All that changed after bin Laden bankrolled the advance on Kabul, providing the millions of dollars needed to buy off the key commanders that stood in the Taliban's way. After that he was welcome indeed. None of this would have been far from Mullah Omar's mind during the consultations last week. Nor would it have been far from bin Laden's. "He is a very clever political operator and is advised by some very astute men. The Taliban are great negotiators. Bin Laden doesn't ever get as far as negotiating. He's usually got the situation he wants before it comes to that," says a western intelligence source in Islamabad last week.

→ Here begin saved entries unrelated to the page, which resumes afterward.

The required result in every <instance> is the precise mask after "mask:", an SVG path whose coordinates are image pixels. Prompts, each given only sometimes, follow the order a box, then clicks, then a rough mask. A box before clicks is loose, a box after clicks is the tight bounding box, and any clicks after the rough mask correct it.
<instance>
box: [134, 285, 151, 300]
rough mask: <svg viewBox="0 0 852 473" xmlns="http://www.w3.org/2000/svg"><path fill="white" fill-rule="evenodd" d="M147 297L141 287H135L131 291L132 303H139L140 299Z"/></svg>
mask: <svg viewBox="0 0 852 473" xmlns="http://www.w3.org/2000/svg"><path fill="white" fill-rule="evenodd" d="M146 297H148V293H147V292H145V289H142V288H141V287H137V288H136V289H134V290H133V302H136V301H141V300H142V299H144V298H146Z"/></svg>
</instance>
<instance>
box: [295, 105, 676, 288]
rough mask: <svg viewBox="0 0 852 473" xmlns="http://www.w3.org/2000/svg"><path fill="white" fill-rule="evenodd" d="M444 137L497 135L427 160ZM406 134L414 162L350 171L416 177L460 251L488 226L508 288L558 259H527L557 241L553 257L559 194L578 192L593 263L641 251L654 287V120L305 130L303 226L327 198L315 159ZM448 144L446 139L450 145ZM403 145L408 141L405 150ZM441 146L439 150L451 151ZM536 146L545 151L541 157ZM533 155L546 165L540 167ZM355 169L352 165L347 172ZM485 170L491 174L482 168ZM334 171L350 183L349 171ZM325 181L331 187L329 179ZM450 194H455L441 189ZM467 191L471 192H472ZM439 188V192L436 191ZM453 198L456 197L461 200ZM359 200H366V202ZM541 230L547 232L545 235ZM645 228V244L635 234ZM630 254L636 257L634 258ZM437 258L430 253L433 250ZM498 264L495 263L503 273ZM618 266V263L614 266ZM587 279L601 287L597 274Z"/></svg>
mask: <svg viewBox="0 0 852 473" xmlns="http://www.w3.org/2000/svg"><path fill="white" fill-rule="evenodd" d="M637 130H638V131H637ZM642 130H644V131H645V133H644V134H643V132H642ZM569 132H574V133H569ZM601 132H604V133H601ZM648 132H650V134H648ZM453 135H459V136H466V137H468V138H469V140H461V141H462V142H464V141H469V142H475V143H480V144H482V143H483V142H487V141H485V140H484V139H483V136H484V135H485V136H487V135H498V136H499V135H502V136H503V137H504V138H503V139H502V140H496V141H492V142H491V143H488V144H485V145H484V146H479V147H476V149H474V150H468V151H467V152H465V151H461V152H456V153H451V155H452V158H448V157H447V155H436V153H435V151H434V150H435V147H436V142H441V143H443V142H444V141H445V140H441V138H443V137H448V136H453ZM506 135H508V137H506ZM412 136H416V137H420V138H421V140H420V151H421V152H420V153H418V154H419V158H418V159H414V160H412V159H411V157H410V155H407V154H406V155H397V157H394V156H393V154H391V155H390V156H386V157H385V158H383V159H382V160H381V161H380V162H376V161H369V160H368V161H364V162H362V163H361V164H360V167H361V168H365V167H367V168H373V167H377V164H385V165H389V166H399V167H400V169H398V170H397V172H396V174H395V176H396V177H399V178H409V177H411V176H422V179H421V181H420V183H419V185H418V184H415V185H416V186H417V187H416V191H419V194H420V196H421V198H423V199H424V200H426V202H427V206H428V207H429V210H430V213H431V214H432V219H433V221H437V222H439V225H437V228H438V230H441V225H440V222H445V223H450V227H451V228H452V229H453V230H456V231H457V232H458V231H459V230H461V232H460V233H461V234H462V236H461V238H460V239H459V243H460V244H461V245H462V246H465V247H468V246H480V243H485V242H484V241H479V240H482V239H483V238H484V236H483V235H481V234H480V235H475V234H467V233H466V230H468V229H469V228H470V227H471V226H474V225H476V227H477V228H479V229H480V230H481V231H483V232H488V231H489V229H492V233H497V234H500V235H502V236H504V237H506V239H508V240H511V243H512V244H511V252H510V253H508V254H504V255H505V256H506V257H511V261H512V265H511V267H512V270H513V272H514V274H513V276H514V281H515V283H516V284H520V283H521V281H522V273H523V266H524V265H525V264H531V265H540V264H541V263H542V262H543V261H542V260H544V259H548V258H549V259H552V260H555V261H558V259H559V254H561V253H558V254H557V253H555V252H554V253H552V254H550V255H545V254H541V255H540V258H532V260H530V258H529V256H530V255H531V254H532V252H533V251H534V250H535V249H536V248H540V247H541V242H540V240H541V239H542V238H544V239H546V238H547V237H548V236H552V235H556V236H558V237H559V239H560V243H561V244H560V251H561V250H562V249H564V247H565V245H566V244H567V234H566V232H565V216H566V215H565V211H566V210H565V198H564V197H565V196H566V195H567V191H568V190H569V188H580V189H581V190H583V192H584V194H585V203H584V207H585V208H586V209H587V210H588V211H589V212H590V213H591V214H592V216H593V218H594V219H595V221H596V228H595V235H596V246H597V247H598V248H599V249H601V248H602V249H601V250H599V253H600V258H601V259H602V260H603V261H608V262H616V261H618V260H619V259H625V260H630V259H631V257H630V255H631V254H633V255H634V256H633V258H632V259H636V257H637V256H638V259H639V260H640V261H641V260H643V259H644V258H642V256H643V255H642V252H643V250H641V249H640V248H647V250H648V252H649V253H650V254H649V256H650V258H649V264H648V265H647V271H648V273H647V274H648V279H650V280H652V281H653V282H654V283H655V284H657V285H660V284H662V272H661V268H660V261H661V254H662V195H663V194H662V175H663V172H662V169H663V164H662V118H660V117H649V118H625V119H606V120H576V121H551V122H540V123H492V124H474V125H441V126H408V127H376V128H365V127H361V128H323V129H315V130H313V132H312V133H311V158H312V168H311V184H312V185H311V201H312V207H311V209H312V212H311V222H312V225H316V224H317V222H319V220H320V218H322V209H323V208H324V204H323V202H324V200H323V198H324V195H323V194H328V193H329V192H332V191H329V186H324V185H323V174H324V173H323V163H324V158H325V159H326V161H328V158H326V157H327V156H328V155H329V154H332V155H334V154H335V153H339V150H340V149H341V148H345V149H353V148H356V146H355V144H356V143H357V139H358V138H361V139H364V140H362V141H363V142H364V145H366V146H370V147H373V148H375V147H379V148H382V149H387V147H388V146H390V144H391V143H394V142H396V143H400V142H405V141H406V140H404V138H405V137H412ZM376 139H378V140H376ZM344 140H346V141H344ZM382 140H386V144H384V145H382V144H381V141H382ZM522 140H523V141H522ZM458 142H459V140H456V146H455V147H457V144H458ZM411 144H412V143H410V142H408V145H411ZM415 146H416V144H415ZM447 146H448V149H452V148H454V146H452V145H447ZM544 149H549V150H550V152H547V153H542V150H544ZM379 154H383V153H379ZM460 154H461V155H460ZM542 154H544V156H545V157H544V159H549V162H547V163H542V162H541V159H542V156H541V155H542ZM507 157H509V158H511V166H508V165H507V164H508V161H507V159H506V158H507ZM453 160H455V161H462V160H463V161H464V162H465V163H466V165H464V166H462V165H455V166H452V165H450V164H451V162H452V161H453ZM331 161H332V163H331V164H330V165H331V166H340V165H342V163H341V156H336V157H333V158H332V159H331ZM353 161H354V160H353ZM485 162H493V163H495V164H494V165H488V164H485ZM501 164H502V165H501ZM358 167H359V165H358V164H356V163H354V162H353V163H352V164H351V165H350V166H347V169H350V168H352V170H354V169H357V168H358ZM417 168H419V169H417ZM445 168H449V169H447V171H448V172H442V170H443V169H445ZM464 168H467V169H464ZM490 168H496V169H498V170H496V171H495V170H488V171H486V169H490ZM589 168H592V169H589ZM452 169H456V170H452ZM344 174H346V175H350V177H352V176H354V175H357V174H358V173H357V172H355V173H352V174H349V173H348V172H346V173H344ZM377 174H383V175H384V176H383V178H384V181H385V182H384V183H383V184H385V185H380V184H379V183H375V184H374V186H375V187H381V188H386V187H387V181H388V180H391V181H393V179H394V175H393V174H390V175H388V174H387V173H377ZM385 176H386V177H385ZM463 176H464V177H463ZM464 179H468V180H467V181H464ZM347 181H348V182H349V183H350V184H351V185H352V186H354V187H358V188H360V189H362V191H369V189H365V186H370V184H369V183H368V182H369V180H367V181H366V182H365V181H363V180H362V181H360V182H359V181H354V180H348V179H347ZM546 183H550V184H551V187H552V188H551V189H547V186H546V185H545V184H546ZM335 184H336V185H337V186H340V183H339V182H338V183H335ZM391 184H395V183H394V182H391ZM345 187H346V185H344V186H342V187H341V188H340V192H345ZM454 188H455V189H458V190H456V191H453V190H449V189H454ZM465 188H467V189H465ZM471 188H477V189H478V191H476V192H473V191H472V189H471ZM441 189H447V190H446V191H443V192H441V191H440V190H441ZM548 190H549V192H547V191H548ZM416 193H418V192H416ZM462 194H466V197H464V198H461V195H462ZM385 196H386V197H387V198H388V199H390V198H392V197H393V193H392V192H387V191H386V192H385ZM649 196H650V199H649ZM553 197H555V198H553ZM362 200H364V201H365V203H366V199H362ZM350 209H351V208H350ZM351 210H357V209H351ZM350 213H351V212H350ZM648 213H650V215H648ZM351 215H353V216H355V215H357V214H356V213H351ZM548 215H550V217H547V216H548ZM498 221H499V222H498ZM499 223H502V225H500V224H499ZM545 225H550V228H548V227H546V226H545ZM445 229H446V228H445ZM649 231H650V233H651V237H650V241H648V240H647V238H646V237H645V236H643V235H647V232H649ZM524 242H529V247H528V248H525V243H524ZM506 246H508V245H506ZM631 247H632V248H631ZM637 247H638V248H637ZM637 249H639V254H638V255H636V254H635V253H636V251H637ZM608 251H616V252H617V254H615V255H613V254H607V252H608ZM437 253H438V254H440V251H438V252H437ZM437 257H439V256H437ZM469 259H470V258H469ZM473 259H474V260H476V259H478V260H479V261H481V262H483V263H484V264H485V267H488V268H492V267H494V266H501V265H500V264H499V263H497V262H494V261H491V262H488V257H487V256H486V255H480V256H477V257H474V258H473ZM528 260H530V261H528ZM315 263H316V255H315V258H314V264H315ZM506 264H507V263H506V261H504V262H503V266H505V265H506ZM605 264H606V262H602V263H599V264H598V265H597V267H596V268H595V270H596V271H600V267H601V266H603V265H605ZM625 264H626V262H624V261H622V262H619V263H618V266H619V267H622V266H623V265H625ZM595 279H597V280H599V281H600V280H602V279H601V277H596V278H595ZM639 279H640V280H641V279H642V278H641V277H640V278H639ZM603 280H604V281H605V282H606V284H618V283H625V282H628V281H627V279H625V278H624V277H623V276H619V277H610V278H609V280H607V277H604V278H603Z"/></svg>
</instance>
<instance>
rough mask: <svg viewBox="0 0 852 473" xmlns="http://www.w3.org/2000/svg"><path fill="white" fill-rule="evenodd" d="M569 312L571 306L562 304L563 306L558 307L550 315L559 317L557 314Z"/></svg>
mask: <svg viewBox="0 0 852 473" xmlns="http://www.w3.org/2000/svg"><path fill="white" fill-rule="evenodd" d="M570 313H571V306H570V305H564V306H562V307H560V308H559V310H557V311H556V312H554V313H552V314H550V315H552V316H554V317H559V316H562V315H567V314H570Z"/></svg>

Bin Laden also knows that the Pakhtun tradition of melmastia, or hospitality to a guest, is very strong. "It shouldn't be underestimated especially when we are talking about another Muslim who is aiding Pakhtuns fight what they see as a hostile world and possibly a hostile invasion," says Latif Afridi, leader of the Khyber Afridis, one of the largest and most feared Pakhtun tribal groups.

Money is, of course, the key. Contrary to popular myth, bin Laden himself never inherited the sort of astronomical sums regularly attributed to him by US intelligence. In Saudi Arabia, a family's wealth is not split into portions and distributed on the death of the patriarch. Bin Laden senior, who started as a Yemeni labourer and ended up building the biggest construction conglomerate in West Asia, died with a business empire worth billions. That wealth and capital has been kept centralised under the control of his eldest and most trusted sons. Bin Laden was neither, born the 17th of 57 children to a less favoured wife. Instead he has received millions of dollars in donations from wealthy sympathisers.